Bakugou stiffens, leans forward. “Who the fuck are you?” he demands harshly, tone biting and cold and leaving no room for argument.

 

“Is that Kaminari Denki?” the person asks, and Denki wants to scream. Bakugou scoffs, but glances at Denki, almost like he has the decision to reveal what he wants even though everyone in this room knows that he’s Kaminari Denki.

 

No, he wants to deny. Should.

 

But the silence has dragged on, long enough to be telling of everything, and Denki is fucked.

 

“Please tell me I finally got it right,” Mystery Creeper grumbles. “It took me, like, seven tries, and I’m still mortified over every single wrong call I made.”

 

“Um, yeah,” Denki finally responds, feeling very stupid and like he’s making a very bad choice. “I suppose that would be me. Um.”

 

Should I know who you are? Is that too direct? How about Why are you using my given name?, or How the hell did you get ahold of this number?

 

His classmates have fallen silent beside him, realizing that something here's not quite right, and letting him listen. Denki doesn’t have it in him to turn it off speakerphone yet, because he’s a tiny bit afraid of what might be said if he were to take it in private, yet he knows that logically, whatever’s happening could very well expose him on speaker.

 

“Can I ask who you are?” he eventually settles for.

 

“Oh.” They go silent, as if disappointed, and Denki can’t prevent the uncalled for flood of disappointment in himself at that even though he doesn’t even know who he’s talking to right now — because someone is disappointed in him.

 

“I guess I can’t really blame you, Denks.
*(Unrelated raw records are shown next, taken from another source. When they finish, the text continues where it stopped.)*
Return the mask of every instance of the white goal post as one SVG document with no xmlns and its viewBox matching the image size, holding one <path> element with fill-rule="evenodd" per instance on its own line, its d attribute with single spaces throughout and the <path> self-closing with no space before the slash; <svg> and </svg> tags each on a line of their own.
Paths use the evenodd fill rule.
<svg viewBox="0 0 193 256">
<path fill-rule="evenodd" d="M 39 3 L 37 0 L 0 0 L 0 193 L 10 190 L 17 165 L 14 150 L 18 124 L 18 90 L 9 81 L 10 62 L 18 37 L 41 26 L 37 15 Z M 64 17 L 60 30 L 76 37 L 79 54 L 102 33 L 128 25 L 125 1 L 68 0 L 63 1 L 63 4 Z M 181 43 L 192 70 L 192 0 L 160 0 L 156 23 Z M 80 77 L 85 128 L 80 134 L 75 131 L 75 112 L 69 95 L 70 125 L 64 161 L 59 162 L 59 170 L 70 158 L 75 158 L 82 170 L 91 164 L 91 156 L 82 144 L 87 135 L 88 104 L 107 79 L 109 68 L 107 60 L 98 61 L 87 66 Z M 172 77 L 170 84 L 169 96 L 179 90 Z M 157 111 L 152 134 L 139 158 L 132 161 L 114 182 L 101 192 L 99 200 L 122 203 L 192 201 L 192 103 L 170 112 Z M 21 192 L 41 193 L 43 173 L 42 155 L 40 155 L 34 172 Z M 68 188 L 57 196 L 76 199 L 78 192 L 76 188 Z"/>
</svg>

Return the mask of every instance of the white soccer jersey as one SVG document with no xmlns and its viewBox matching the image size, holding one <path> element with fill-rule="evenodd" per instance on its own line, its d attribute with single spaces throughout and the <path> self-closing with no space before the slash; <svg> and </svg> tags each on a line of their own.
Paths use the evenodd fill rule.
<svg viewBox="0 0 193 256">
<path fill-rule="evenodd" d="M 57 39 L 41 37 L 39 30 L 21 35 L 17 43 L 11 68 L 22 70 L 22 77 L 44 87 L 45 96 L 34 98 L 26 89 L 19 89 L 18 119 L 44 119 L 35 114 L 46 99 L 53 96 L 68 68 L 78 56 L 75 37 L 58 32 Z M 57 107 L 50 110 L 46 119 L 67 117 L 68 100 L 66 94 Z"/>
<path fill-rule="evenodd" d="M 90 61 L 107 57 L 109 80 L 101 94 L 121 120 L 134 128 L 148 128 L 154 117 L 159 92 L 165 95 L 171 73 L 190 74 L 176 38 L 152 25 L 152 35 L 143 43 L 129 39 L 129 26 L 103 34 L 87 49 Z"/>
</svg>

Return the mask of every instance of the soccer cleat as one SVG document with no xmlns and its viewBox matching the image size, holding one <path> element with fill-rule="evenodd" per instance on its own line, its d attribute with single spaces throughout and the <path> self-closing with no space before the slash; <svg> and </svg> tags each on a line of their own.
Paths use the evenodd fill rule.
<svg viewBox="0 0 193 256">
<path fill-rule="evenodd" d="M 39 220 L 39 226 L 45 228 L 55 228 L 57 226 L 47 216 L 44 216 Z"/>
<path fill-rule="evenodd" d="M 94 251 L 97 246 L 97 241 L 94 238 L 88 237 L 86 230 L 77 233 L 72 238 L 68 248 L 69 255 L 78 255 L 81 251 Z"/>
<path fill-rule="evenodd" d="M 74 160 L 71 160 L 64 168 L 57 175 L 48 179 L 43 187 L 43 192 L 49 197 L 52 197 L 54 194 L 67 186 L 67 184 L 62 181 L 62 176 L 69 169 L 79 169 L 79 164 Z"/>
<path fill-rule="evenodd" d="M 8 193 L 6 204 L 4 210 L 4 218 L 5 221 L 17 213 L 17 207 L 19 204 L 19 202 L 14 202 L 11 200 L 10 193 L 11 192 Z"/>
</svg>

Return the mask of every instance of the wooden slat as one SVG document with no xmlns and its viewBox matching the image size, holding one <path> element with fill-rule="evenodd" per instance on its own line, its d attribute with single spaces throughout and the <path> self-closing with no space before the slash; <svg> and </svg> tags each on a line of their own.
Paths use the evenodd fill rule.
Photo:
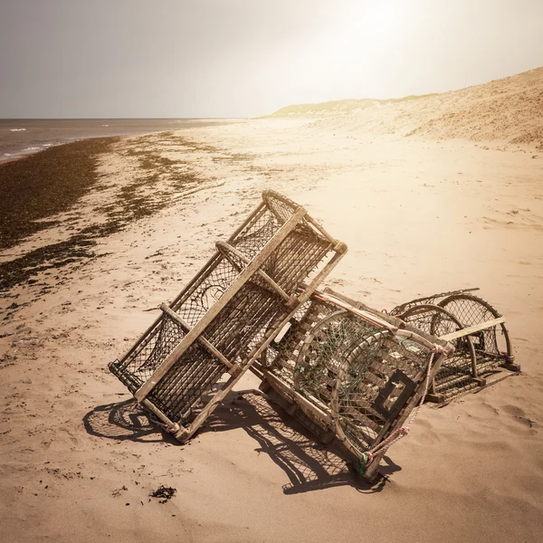
<svg viewBox="0 0 543 543">
<path fill-rule="evenodd" d="M 168 308 L 165 303 L 160 305 L 160 309 L 165 313 L 169 315 L 169 317 L 171 317 L 176 322 L 177 322 L 181 326 L 181 328 L 185 329 L 186 332 L 190 331 L 190 327 L 188 326 L 188 324 L 185 322 L 185 320 L 183 320 L 183 319 L 181 319 L 181 317 L 179 317 L 179 315 L 177 315 L 177 313 L 176 313 L 172 309 Z M 239 367 L 237 364 L 233 364 L 230 360 L 228 360 L 228 358 L 226 358 L 226 357 L 224 357 L 224 355 L 222 352 L 220 352 L 214 345 L 210 343 L 203 336 L 198 336 L 197 341 L 203 347 L 205 347 L 214 357 L 217 357 L 228 368 L 232 369 L 233 367 Z"/>
<path fill-rule="evenodd" d="M 224 247 L 226 251 L 230 251 L 232 253 L 235 254 L 241 261 L 243 261 L 245 264 L 250 263 L 250 260 L 241 252 L 238 251 L 235 247 L 233 247 L 229 243 L 224 242 L 217 242 L 215 243 L 217 247 Z M 291 296 L 287 294 L 263 270 L 259 269 L 256 272 L 258 275 L 260 275 L 283 300 L 286 300 L 287 303 L 291 303 L 293 299 Z"/>
<path fill-rule="evenodd" d="M 503 322 L 505 322 L 505 317 L 500 317 L 498 319 L 487 320 L 486 322 L 481 322 L 474 326 L 469 326 L 468 328 L 462 329 L 461 330 L 456 330 L 455 332 L 445 334 L 444 336 L 440 336 L 440 338 L 442 339 L 444 339 L 445 341 L 452 341 L 452 339 L 463 338 L 464 336 L 470 336 L 471 334 L 480 332 L 481 330 L 484 330 L 485 329 L 492 328 L 493 326 L 502 324 Z"/>
<path fill-rule="evenodd" d="M 281 226 L 262 251 L 257 254 L 251 263 L 239 274 L 235 281 L 230 285 L 228 290 L 219 298 L 219 300 L 211 307 L 202 317 L 200 321 L 194 329 L 186 334 L 183 341 L 167 357 L 167 358 L 158 366 L 155 373 L 134 395 L 136 399 L 141 401 L 151 390 L 158 384 L 160 379 L 167 373 L 169 368 L 183 356 L 188 348 L 196 340 L 198 336 L 213 321 L 218 313 L 226 306 L 226 304 L 235 296 L 242 287 L 252 277 L 254 272 L 262 265 L 265 260 L 273 252 L 280 243 L 292 231 L 296 224 L 306 215 L 306 210 L 303 207 L 299 208 L 296 213 Z"/>
</svg>

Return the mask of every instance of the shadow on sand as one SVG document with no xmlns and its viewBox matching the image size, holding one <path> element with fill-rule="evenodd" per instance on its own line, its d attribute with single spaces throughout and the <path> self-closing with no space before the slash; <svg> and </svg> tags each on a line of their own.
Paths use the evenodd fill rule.
<svg viewBox="0 0 543 543">
<path fill-rule="evenodd" d="M 92 435 L 136 442 L 177 443 L 153 423 L 148 412 L 135 400 L 96 407 L 83 418 Z M 380 469 L 383 477 L 370 485 L 360 479 L 342 452 L 323 445 L 301 424 L 268 396 L 255 390 L 233 392 L 209 417 L 200 434 L 243 429 L 258 443 L 255 451 L 267 454 L 289 479 L 285 494 L 298 494 L 319 489 L 348 485 L 359 492 L 378 492 L 387 476 L 401 470 L 388 457 Z"/>
</svg>

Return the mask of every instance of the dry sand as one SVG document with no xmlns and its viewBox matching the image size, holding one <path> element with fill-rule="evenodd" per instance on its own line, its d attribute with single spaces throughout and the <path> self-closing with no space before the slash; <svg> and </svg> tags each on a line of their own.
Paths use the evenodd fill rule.
<svg viewBox="0 0 543 543">
<path fill-rule="evenodd" d="M 148 197 L 160 188 L 167 205 L 100 241 L 96 258 L 41 272 L 0 300 L 0 540 L 538 541 L 543 156 L 304 119 L 184 138 L 195 143 L 124 138 L 100 159 L 103 190 L 85 196 L 65 228 L 3 256 L 107 221 L 97 209 L 147 171 L 138 149 L 170 160 L 154 185 L 137 186 Z M 168 185 L 176 165 L 200 183 Z M 265 188 L 307 206 L 348 244 L 328 281 L 345 294 L 390 309 L 480 286 L 508 319 L 522 373 L 446 407 L 424 406 L 388 452 L 385 484 L 357 481 L 254 394 L 251 375 L 243 397 L 232 395 L 180 446 L 106 369 Z M 149 498 L 159 485 L 177 491 L 164 504 Z"/>
</svg>

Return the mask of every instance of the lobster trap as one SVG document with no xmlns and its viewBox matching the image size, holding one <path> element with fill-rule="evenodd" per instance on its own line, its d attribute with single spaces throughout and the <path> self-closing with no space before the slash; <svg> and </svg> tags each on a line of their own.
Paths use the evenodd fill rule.
<svg viewBox="0 0 543 543">
<path fill-rule="evenodd" d="M 187 440 L 347 251 L 273 191 L 110 370 Z M 224 382 L 219 381 L 225 377 Z"/>
<path fill-rule="evenodd" d="M 300 306 L 252 371 L 288 413 L 324 443 L 337 438 L 362 465 L 402 427 L 452 351 L 327 289 Z M 372 479 L 384 452 L 362 465 L 365 478 Z"/>
<path fill-rule="evenodd" d="M 460 394 L 518 372 L 505 319 L 467 289 L 434 294 L 401 304 L 390 312 L 412 326 L 450 341 L 454 354 L 435 375 L 427 399 L 445 402 Z"/>
</svg>

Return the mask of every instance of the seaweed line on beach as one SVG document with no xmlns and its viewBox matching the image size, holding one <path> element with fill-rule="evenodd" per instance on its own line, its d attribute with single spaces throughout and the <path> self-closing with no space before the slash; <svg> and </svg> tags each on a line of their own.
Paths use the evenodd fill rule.
<svg viewBox="0 0 543 543">
<path fill-rule="evenodd" d="M 0 291 L 5 292 L 3 297 L 9 296 L 5 292 L 20 284 L 36 284 L 42 287 L 41 293 L 48 292 L 52 285 L 39 282 L 39 280 L 35 279 L 40 272 L 47 276 L 53 275 L 55 270 L 67 264 L 96 258 L 100 255 L 96 254 L 94 248 L 100 238 L 124 229 L 133 221 L 150 216 L 189 194 L 208 186 L 216 186 L 213 178 L 201 178 L 188 161 L 173 160 L 153 148 L 157 144 L 164 146 L 174 143 L 177 148 L 180 146 L 189 152 L 203 151 L 214 154 L 219 151 L 215 148 L 173 137 L 173 134 L 167 132 L 154 135 L 154 141 L 151 140 L 152 147 L 149 146 L 148 137 L 131 140 L 128 148 L 122 145 L 114 145 L 119 139 L 112 138 L 84 140 L 47 149 L 43 153 L 4 165 L 4 167 L 11 167 L 4 170 L 4 174 L 7 174 L 5 178 L 9 179 L 10 186 L 9 197 L 5 198 L 4 205 L 6 205 L 7 202 L 9 206 L 8 201 L 11 201 L 14 203 L 14 210 L 20 210 L 19 214 L 14 211 L 9 217 L 3 219 L 3 231 L 5 226 L 8 233 L 4 242 L 7 247 L 15 244 L 24 236 L 55 225 L 58 222 L 43 219 L 59 212 L 76 210 L 77 202 L 86 194 L 110 189 L 108 176 L 100 176 L 97 172 L 100 155 L 113 152 L 132 161 L 134 168 L 129 181 L 116 191 L 112 198 L 108 200 L 108 204 L 105 206 L 96 206 L 92 210 L 104 216 L 100 223 L 77 229 L 76 225 L 71 225 L 71 222 L 75 224 L 77 220 L 78 214 L 74 213 L 72 217 L 68 217 L 63 222 L 63 225 L 69 229 L 78 230 L 69 239 L 39 247 L 19 258 L 0 263 Z M 84 144 L 87 144 L 87 147 Z M 62 154 L 63 148 L 68 148 L 69 152 Z M 52 150 L 55 153 L 48 156 L 48 151 Z M 43 156 L 46 153 L 47 156 Z M 224 158 L 248 159 L 241 156 Z M 52 167 L 48 170 L 49 166 Z M 58 172 L 62 172 L 62 175 Z M 11 176 L 12 174 L 14 177 Z M 15 186 L 17 179 L 23 180 L 19 191 Z M 76 187 L 69 186 L 63 191 L 62 184 L 70 186 L 72 182 Z M 46 190 L 50 186 L 52 186 L 51 194 Z M 47 197 L 43 198 L 40 205 L 34 195 L 32 198 L 33 205 L 30 206 L 32 213 L 25 214 L 21 210 L 25 206 L 24 202 L 29 190 L 35 190 L 37 194 L 47 194 Z M 53 279 L 59 278 L 53 276 Z M 10 318 L 10 315 L 6 318 Z"/>
</svg>

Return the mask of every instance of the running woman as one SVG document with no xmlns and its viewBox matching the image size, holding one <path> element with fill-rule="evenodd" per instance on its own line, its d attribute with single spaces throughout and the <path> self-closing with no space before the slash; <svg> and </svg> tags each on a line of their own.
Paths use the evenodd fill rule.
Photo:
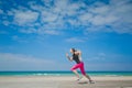
<svg viewBox="0 0 132 88">
<path fill-rule="evenodd" d="M 66 53 L 66 57 L 73 62 L 76 62 L 76 65 L 74 65 L 70 70 L 78 77 L 77 80 L 80 80 L 82 77 L 79 77 L 79 74 L 77 73 L 77 68 L 80 69 L 82 76 L 85 76 L 90 84 L 94 84 L 94 81 L 91 80 L 91 78 L 86 74 L 85 68 L 84 68 L 84 63 L 81 61 L 81 52 L 80 51 L 76 51 L 75 48 L 70 48 L 70 53 L 73 54 L 72 57 L 69 57 L 68 53 Z"/>
</svg>

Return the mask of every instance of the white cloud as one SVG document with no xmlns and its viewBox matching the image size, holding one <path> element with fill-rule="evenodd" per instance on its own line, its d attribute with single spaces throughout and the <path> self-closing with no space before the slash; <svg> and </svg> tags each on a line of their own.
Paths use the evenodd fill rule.
<svg viewBox="0 0 132 88">
<path fill-rule="evenodd" d="M 14 12 L 14 22 L 18 25 L 26 25 L 26 24 L 33 23 L 37 20 L 37 18 L 38 18 L 38 13 L 33 12 L 31 10 L 28 10 L 28 11 L 16 10 Z"/>
<path fill-rule="evenodd" d="M 0 70 L 51 70 L 56 69 L 53 59 L 37 58 L 29 55 L 0 53 Z"/>
<path fill-rule="evenodd" d="M 95 28 L 92 32 L 132 33 L 132 2 L 130 1 L 110 0 L 107 4 L 101 1 L 87 4 L 81 0 L 42 0 L 42 4 L 29 1 L 30 8 L 18 6 L 18 9 L 11 9 L 8 15 L 13 16 L 15 25 L 29 29 L 25 30 L 28 32 L 20 31 L 23 33 L 40 34 L 43 31 L 43 34 L 56 34 L 61 33 L 58 31 L 75 26 L 85 26 L 87 32 L 91 32 Z M 106 25 L 110 29 L 108 30 Z M 31 29 L 35 31 L 31 32 Z"/>
<path fill-rule="evenodd" d="M 70 38 L 67 38 L 66 42 L 69 42 L 69 43 L 82 43 L 82 42 L 85 42 L 85 38 L 70 37 Z"/>
</svg>

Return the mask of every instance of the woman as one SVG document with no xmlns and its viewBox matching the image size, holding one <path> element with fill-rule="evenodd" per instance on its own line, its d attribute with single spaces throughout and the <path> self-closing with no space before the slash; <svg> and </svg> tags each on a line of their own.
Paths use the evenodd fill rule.
<svg viewBox="0 0 132 88">
<path fill-rule="evenodd" d="M 73 56 L 69 57 L 69 55 L 66 54 L 66 57 L 69 61 L 75 61 L 76 62 L 76 65 L 74 65 L 70 70 L 73 73 L 75 73 L 75 75 L 78 77 L 78 80 L 80 80 L 81 77 L 79 77 L 79 74 L 76 70 L 77 68 L 79 68 L 80 72 L 81 72 L 81 74 L 82 74 L 82 76 L 85 76 L 87 79 L 89 79 L 90 84 L 94 84 L 94 81 L 91 80 L 91 78 L 85 72 L 84 63 L 81 62 L 81 52 L 80 51 L 76 51 L 75 48 L 70 48 L 70 53 L 73 54 Z"/>
</svg>

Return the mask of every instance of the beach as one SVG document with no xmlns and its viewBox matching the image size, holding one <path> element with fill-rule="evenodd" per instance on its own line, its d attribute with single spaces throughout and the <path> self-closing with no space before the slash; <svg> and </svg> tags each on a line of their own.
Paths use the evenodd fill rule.
<svg viewBox="0 0 132 88">
<path fill-rule="evenodd" d="M 75 76 L 0 76 L 0 88 L 132 88 L 132 76 L 91 76 L 76 81 Z"/>
</svg>

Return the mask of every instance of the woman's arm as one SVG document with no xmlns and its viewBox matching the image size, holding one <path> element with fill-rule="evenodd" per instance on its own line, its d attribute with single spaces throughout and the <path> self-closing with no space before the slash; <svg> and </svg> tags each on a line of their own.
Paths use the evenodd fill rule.
<svg viewBox="0 0 132 88">
<path fill-rule="evenodd" d="M 72 62 L 73 57 L 69 57 L 69 55 L 66 53 L 66 57 Z"/>
<path fill-rule="evenodd" d="M 80 51 L 76 51 L 75 54 L 76 55 L 81 55 L 81 52 Z"/>
</svg>

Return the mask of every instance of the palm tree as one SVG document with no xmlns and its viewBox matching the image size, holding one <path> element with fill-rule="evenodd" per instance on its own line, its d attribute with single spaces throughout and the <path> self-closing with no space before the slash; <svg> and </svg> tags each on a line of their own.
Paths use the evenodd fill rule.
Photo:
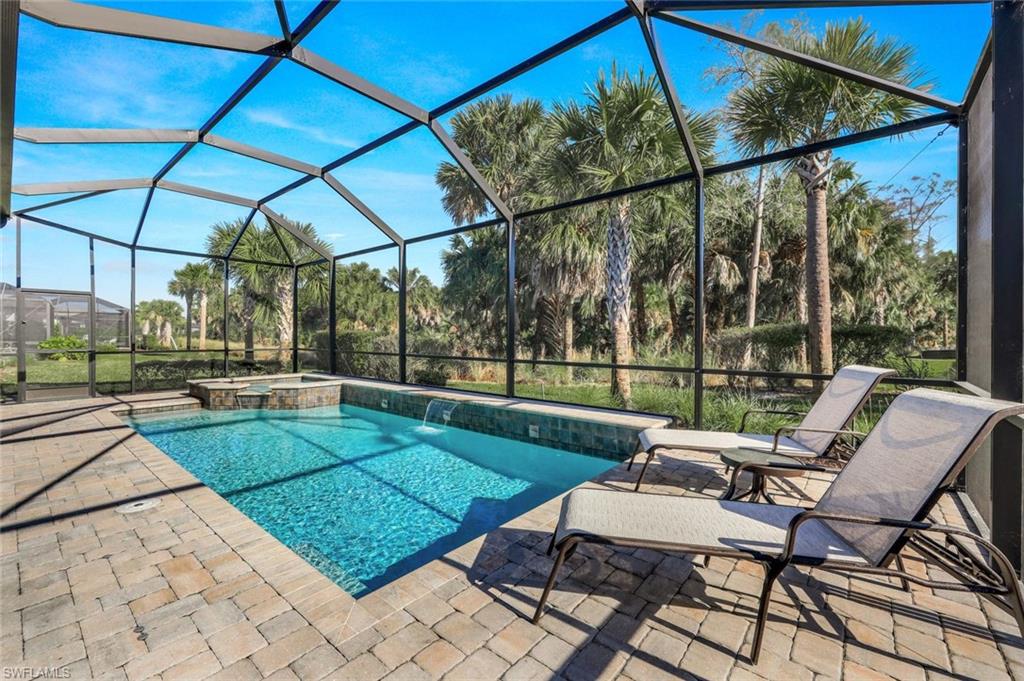
<svg viewBox="0 0 1024 681">
<path fill-rule="evenodd" d="M 185 348 L 191 349 L 193 307 L 199 298 L 199 349 L 206 349 L 206 309 L 209 292 L 216 287 L 218 278 L 209 265 L 189 262 L 174 270 L 174 279 L 167 283 L 167 293 L 185 301 Z"/>
<path fill-rule="evenodd" d="M 452 117 L 452 138 L 513 211 L 521 210 L 529 198 L 543 122 L 540 101 L 514 102 L 510 95 L 482 99 Z M 456 164 L 441 163 L 434 177 L 444 191 L 444 212 L 454 220 L 469 222 L 490 212 L 487 200 Z"/>
<path fill-rule="evenodd" d="M 701 156 L 713 144 L 710 117 L 688 116 Z M 587 89 L 583 102 L 556 104 L 549 115 L 548 144 L 542 157 L 541 182 L 564 198 L 581 191 L 628 187 L 678 172 L 684 167 L 679 131 L 657 79 L 641 70 L 636 76 L 603 73 Z M 630 289 L 634 202 L 631 196 L 610 202 L 605 244 L 605 305 L 611 331 L 611 360 L 630 363 Z M 626 407 L 632 388 L 629 370 L 612 372 L 612 392 Z"/>
<path fill-rule="evenodd" d="M 880 38 L 861 18 L 828 24 L 820 37 L 805 31 L 782 36 L 787 47 L 890 81 L 924 89 L 913 48 Z M 749 154 L 822 141 L 912 117 L 920 107 L 792 61 L 768 57 L 729 98 L 726 122 Z M 833 371 L 831 293 L 828 266 L 830 150 L 801 157 L 793 166 L 806 194 L 806 293 L 811 371 Z"/>
<path fill-rule="evenodd" d="M 162 347 L 177 349 L 174 327 L 181 324 L 181 305 L 173 300 L 141 300 L 135 305 L 135 317 L 141 321 L 143 341 L 154 334 Z"/>
<path fill-rule="evenodd" d="M 309 223 L 293 223 L 321 249 L 330 245 L 319 239 L 316 228 Z M 225 253 L 234 241 L 241 220 L 215 224 L 207 237 L 209 253 Z M 316 257 L 307 246 L 288 232 L 280 230 L 269 220 L 263 225 L 252 223 L 238 243 L 232 255 L 239 260 L 231 262 L 230 276 L 242 293 L 240 316 L 245 329 L 246 358 L 253 356 L 256 323 L 273 321 L 282 360 L 286 350 L 292 347 L 292 268 L 289 262 L 301 263 Z M 257 264 L 259 263 L 259 264 Z M 282 263 L 262 264 L 262 263 Z M 323 282 L 321 282 L 323 279 Z M 327 298 L 326 276 L 313 280 L 321 298 Z"/>
</svg>

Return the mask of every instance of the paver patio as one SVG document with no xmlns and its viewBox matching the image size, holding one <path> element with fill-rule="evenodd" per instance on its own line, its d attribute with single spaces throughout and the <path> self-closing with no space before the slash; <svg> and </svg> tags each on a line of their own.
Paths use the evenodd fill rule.
<svg viewBox="0 0 1024 681">
<path fill-rule="evenodd" d="M 792 568 L 752 667 L 759 566 L 650 550 L 582 547 L 535 626 L 558 500 L 356 600 L 112 413 L 167 405 L 189 400 L 0 408 L 5 678 L 1024 678 L 1016 625 L 972 594 Z M 717 461 L 663 453 L 642 488 L 720 495 L 721 467 L 694 459 Z M 827 476 L 783 484 L 808 503 Z M 160 504 L 115 510 L 142 498 Z M 937 516 L 968 522 L 952 497 Z"/>
</svg>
It’s been… a while.” Nervous laughter.

 

And Denki is finally hit with the vertigo catching up to him, and he lurches forward to turn the caller off speaker before yanking it straight up to his ear.

 

“It’s Dad, kid.”

 

Oh. That’s, uh.

 

“… That’s not good,” Denki hears himself saying, even though that’s the stupidest, most generally-irrelevant response he could make out of the million-and-one word combinations out there, and then he promptly hangs up.

Notes:

this isn't my greatest work but

i don't know if you could tell but this fic is literally just literaturified hardcore projection oopsy. recently, i realized for the first time that i legitimately have real friends and it struck me so hard that wow i'm actually kind of,,, enjoying being alive? so yeah that's a thing that means this fic will get very squishy. eventually

as for kaminari, this doesn't reflect how i see him in canon, but i do headcanon that he's got at least some backstory with severely injuring/killing people in the past with his quirk, which is why he's always so cautious about hurting others in collateral damage. his voice is really fun to write with the informality and all, but i feel like it's not something i'll fully go back to for a while especially the tone itself. i picked nishikawaguchi for being an infamous redlight district located in saitama and its general sketchiness according to reddit users.